From the comments to Science Fiction Repair Shop: Not A Soul In Sight Dept. (Genji Press)
... many magical worlds do use magic as a form of technology, and much as it suffuses our lives and our lingo, it should suffuse theirs. To leave things to just be "as is" really misses the point of writing and exploring.
This goes right back into much of SF&F being rooted in escapism rather than transcendence. Most SF&F is not written as a way to look at a counterfactual future or past as a way of imagining new aspects of the present (and future, and maybe also re-assessing the past). It's written, like most fiction, as a way to merely appeal to someone's sense of novelty. A new system of magic or a clever justification for faster-than-light travel is not why I read a book, but if the set point for people's expectations is low enough to begin with, it can become that way.
I'm really not trying to build an argument against "mere" escapism here. I don't automatically hold a grudge against people who do no more than entertain and provide a little color and life on the page (or screen) for an hour or two.
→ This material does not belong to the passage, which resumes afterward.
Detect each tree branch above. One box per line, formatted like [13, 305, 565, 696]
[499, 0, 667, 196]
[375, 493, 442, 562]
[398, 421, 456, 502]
What upsets me is when someone with a lot of power, or a lot of creative imagination, uses it unwisely, stupidly, frivolously. It upsets me when the Star Trek is taken out of Star Trek to turn it into a mere action vehicle, all because Paramount was getting cold feet about how well they could sell the franchise overseas. It bothers me when the power to do things differently is clearly in evidence, and the people in question choose not to.
Granted, doing more than just being amusing is hard, even for someone who wants to do more than that in the first place. Again, I should not frame this as a choice between being an entertainer or being a thinker; that's a false dichotomy. I'd frame it better as a choice between someone who wants to show you something really new, and someone who figures the pay is better in telling people what they already know.